Really American Story Identification System - Technical Specification
Date: December 11, 2025
For: Justin Horwitz / Really American Media
Author: Gary Sheng
Overview
A low-cost agent service that continuously monitors social media accounts, newsletters, and news sites to surface story opportunities for the Really American content team. Team members can claim stories, mark them as complete, and add new sources to monitor.
Data Sources to Monitor
1. X (Twitter) Accounts
- Method: X API v2 (Basic or Pro tier)
- Cost:
- Basic: $100/month (10,000 tweets read/month, limited to user's own tweets)
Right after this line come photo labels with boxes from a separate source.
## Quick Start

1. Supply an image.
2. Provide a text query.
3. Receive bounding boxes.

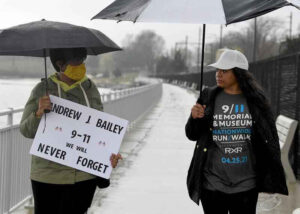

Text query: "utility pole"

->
[219,25,223,48]
[290,12,293,39]
[197,27,201,73]
[252,18,257,62]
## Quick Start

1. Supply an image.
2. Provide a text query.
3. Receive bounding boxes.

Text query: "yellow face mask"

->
[64,63,86,81]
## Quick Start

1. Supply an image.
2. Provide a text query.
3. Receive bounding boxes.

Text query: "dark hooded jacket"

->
[185,87,288,205]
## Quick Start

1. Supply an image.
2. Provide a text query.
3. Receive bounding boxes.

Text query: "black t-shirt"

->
[203,91,256,193]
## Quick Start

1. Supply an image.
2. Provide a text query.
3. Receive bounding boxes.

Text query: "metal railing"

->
[0,82,162,214]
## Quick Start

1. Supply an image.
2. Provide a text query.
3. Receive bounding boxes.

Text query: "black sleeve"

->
[185,89,208,141]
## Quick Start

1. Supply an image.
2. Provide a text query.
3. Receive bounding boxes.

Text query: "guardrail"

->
[0,83,162,214]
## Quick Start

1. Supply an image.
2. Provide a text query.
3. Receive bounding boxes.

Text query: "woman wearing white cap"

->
[185,49,288,214]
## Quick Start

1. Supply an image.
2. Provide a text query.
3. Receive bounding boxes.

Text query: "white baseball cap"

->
[208,49,249,70]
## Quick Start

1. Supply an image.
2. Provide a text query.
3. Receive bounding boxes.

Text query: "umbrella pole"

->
[43,48,48,94]
[43,48,50,113]
[198,24,206,104]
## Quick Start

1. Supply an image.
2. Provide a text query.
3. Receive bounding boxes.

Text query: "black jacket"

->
[185,87,288,205]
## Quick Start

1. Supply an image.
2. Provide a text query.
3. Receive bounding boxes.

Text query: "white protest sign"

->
[30,95,128,178]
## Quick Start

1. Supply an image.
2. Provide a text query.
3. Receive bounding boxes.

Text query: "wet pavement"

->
[89,85,203,214]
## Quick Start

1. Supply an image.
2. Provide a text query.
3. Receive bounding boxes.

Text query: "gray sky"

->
[0,0,300,48]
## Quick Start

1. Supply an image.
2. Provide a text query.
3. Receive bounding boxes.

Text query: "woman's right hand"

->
[35,95,51,118]
[192,103,206,119]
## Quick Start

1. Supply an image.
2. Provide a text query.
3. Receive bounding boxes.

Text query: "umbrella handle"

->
[197,24,206,105]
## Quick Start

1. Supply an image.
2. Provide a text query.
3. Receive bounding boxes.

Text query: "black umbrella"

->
[92,0,299,100]
[0,20,121,91]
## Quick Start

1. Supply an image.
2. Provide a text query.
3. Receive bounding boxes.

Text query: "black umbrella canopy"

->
[0,20,121,57]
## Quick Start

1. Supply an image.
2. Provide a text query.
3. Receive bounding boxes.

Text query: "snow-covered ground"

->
[89,84,203,214]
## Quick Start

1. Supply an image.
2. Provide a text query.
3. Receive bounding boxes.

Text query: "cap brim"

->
[208,63,234,70]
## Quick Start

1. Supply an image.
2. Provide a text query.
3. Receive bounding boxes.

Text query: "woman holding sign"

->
[20,48,121,214]
[186,50,288,214]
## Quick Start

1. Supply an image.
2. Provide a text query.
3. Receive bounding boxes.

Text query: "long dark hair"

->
[232,68,274,120]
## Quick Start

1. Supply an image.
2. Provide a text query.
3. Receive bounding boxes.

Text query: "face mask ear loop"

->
[79,83,90,108]
[56,83,61,98]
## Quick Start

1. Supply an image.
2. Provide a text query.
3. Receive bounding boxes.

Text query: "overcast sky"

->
[0,0,300,48]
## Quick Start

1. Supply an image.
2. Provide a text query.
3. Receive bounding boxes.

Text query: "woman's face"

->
[216,69,238,89]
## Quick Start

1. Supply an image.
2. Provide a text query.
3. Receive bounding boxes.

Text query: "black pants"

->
[31,179,96,214]
[201,189,258,214]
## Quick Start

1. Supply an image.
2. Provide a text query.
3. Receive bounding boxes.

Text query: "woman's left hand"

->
[110,153,123,168]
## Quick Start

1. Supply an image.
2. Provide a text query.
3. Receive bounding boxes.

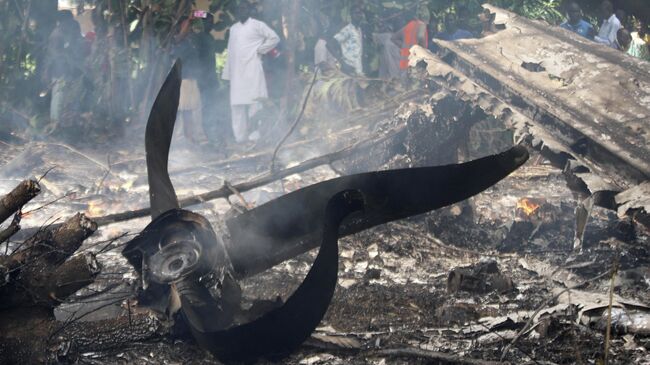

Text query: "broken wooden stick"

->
[0,180,41,223]
[370,348,509,365]
[271,65,320,171]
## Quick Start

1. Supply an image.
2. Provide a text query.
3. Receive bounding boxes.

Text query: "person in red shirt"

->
[393,14,429,70]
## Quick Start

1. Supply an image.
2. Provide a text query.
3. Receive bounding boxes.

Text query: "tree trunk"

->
[0,181,168,364]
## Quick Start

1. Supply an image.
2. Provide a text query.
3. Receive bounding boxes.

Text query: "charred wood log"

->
[0,181,168,364]
[0,214,99,309]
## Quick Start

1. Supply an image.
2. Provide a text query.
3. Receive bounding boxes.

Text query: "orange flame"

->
[517,198,540,215]
[86,201,104,217]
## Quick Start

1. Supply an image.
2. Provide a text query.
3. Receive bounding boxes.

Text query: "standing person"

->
[314,27,337,76]
[44,10,84,127]
[594,0,623,48]
[175,16,206,144]
[372,23,406,80]
[221,3,280,142]
[393,13,429,70]
[627,20,650,61]
[478,9,499,37]
[616,28,632,53]
[560,1,596,39]
[334,7,363,76]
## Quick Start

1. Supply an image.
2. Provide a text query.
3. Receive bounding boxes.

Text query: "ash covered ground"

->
[0,99,650,365]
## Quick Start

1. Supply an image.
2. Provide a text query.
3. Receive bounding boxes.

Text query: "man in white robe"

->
[221,3,280,142]
[594,1,623,48]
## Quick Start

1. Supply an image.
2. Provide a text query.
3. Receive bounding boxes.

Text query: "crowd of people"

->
[45,1,650,144]
[560,0,650,61]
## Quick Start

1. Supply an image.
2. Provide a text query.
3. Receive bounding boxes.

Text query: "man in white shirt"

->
[594,1,623,48]
[334,8,363,76]
[221,3,280,142]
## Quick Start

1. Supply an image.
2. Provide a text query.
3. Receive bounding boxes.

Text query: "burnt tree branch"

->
[0,180,41,223]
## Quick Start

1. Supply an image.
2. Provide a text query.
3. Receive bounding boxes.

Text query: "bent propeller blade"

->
[144,60,182,219]
[183,190,365,362]
[226,146,528,277]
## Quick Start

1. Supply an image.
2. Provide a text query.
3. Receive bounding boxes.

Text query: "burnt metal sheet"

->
[428,5,650,189]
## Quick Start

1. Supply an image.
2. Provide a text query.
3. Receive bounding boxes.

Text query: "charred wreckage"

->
[0,4,650,363]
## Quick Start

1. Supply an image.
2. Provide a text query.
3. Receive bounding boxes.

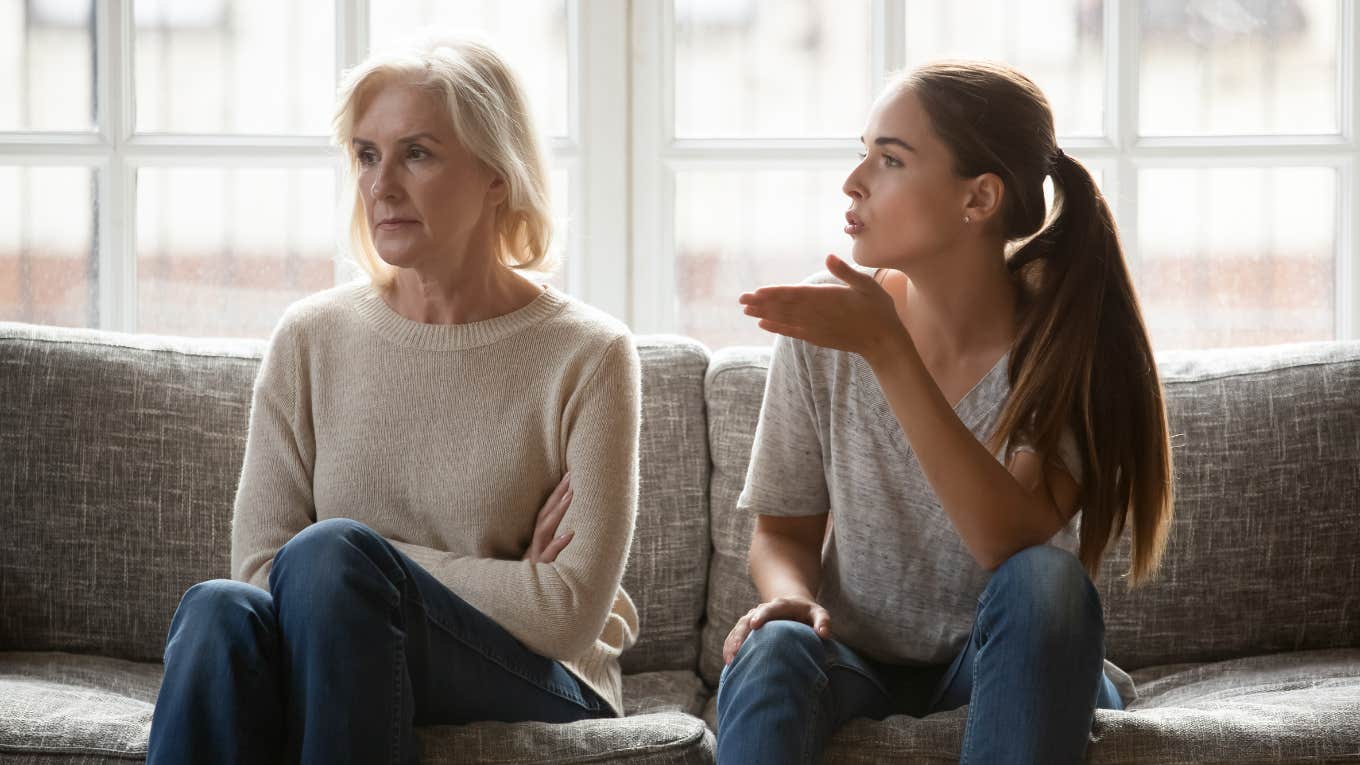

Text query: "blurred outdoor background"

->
[0,0,1338,350]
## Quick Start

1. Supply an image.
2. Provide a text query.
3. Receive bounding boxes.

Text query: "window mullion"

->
[1334,3,1360,340]
[628,0,677,332]
[1104,0,1141,280]
[579,0,638,323]
[870,0,907,85]
[92,0,137,332]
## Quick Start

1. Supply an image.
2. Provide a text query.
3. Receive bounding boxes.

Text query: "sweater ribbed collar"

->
[350,279,567,351]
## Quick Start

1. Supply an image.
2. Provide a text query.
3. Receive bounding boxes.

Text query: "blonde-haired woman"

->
[148,38,639,764]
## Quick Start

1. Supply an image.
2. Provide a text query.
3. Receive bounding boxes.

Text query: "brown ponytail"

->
[900,61,1172,585]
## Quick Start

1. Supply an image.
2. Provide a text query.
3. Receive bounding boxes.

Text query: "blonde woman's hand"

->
[737,255,910,359]
[524,472,575,564]
[722,596,831,664]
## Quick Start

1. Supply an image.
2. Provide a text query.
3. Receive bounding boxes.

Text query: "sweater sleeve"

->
[737,336,831,516]
[231,317,317,589]
[383,335,641,660]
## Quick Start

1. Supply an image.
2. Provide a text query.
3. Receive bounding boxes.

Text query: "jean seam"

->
[798,672,828,765]
[959,637,982,765]
[390,644,405,764]
[826,659,892,702]
[420,603,592,712]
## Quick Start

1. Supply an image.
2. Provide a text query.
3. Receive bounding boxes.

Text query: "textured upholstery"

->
[0,652,711,764]
[0,324,709,671]
[1100,343,1360,670]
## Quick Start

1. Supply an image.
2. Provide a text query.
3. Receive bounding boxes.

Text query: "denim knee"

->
[982,544,1104,642]
[269,519,404,617]
[732,619,827,687]
[166,579,279,656]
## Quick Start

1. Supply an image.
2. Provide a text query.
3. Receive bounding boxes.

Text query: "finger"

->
[543,489,577,536]
[544,470,571,506]
[756,319,808,340]
[722,614,751,664]
[751,600,811,629]
[539,531,577,564]
[741,302,808,324]
[812,606,831,637]
[827,255,879,291]
[533,487,575,533]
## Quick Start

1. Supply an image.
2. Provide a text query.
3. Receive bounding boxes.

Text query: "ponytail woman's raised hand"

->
[737,255,910,358]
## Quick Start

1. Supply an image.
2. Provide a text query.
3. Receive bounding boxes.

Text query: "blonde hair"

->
[332,34,552,287]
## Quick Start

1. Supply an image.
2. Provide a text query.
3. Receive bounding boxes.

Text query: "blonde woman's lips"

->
[845,212,864,237]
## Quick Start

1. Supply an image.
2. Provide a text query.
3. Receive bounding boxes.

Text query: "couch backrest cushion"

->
[699,342,1360,683]
[622,336,709,672]
[699,347,770,686]
[0,324,264,660]
[1099,342,1360,670]
[0,324,709,671]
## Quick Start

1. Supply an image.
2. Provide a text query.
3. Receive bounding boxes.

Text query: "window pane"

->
[522,167,574,291]
[1137,167,1337,348]
[0,166,99,327]
[1138,0,1341,135]
[369,0,571,136]
[675,165,850,348]
[906,0,1104,136]
[133,0,336,135]
[675,0,874,137]
[0,0,94,131]
[137,167,337,338]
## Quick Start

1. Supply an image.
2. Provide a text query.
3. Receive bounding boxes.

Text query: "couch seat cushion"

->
[0,652,713,764]
[703,649,1360,765]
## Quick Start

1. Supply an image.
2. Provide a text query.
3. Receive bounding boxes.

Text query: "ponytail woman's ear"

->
[963,173,1006,228]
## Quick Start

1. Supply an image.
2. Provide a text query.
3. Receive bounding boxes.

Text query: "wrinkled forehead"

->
[354,75,454,140]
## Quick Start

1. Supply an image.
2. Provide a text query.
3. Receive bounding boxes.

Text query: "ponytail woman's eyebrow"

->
[861,136,915,152]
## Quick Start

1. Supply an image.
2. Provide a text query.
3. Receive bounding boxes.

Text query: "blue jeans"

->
[147,519,613,765]
[718,544,1123,764]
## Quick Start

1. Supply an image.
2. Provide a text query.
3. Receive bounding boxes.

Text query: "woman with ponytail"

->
[718,61,1172,764]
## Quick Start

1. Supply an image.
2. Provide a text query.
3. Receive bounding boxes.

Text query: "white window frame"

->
[0,0,628,332]
[631,0,1360,339]
[0,0,1360,339]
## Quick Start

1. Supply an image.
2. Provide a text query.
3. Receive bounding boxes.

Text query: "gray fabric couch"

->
[0,323,1360,764]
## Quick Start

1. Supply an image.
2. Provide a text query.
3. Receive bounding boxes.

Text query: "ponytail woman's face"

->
[842,91,975,270]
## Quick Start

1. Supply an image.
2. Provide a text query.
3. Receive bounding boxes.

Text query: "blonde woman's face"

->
[842,91,968,268]
[352,82,506,271]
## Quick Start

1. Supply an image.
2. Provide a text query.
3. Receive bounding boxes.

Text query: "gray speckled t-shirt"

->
[737,275,1134,700]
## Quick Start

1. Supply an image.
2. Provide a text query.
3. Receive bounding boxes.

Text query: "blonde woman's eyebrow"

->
[354,133,443,146]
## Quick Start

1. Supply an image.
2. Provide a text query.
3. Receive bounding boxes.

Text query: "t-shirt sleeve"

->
[1010,427,1081,486]
[737,330,831,516]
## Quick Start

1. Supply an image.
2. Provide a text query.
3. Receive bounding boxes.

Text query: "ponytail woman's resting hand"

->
[522,472,575,564]
[722,596,831,664]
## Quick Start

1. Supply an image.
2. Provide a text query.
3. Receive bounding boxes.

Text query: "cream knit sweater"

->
[231,280,641,715]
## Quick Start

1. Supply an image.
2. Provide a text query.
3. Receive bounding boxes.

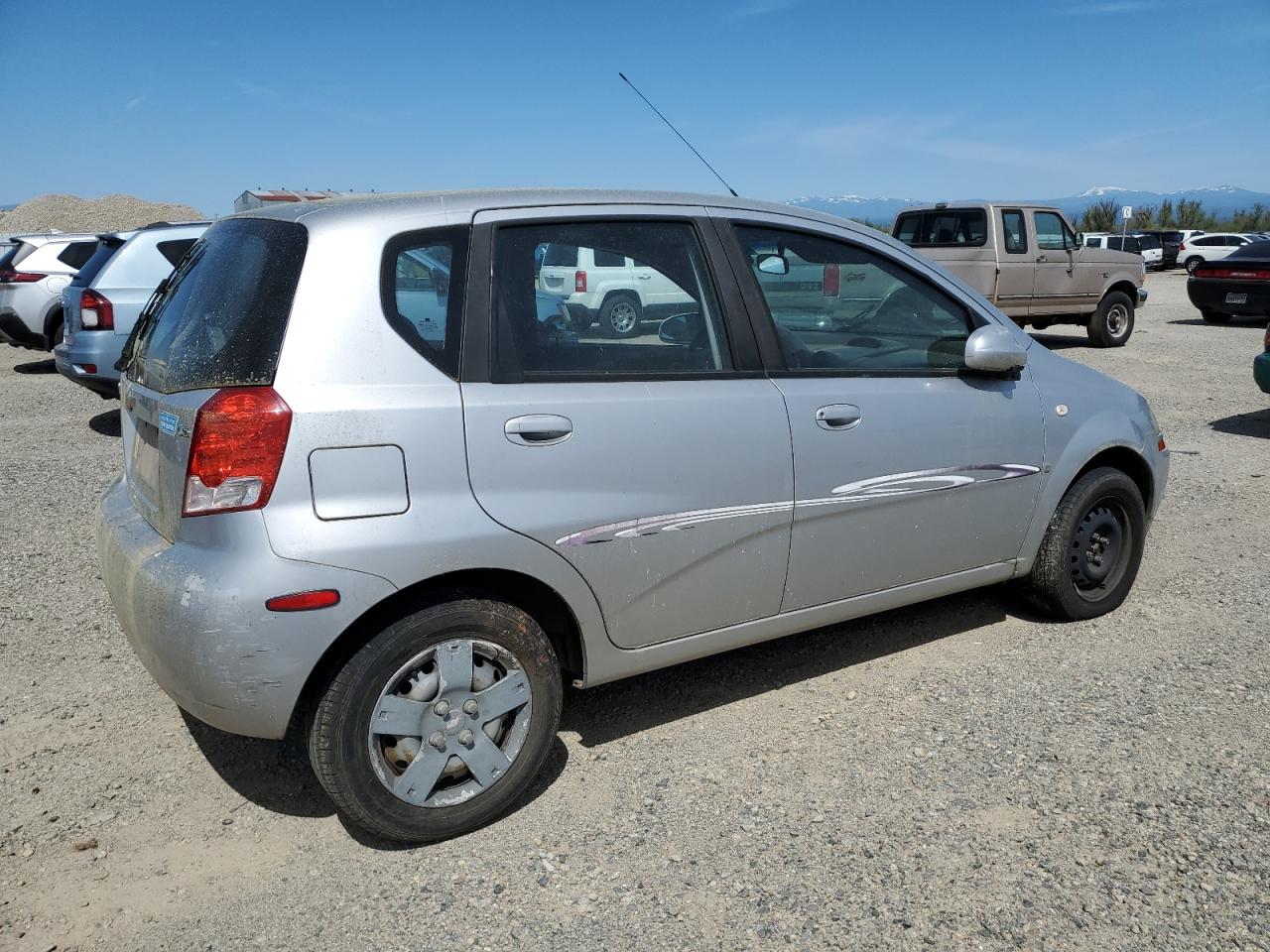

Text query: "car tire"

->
[1087,291,1133,346]
[1022,466,1147,622]
[308,598,563,843]
[599,295,644,337]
- Pro: $5,000/month (1M tweets read/month, full access)
- Recommendation: Start with a workaround (see below) or accept the $5K/month cost
X API Workarounds:
- Nitter instances (free but unreliable, frequently go down)
- Apify Twitter Scraper: ~$50-100/month for moderate usage
- SocialData.tools: ~$0.002 per tweet, likely $50-150/month
- RapidAPI Twitter alternatives: Various pricing, some as low as $30/month
2. Facebook Pages (e.g., Occupy Democrats)
- Method: Meta Graph API (limited) or third-party scrapers
- Limitation: Facebook aggressively blocks scraping. Public pages can be accessed via Graph API with approved app.
- Cost: Free for approved apps, or Apify Facebook Scraper (~$40-100/month)
- Alternative: CrowdTangle (if you have media access, this is free and powerful)
3. Newsletters (Politico Playbook, etc.)
- Method: Email forwarding + parsing
- How it works:
- Subscribe with a dedicated email address
- Forward all emails to your service
- Parse with an LLM or regex
- Cost: Near-free (just email hosting, $5-10/month for domain email)
- Tools: Zapier/Make.com for email parsing, or custom Lambda function
4. News Sites (Daily Beast, Raw Story, Irish Star, etc.)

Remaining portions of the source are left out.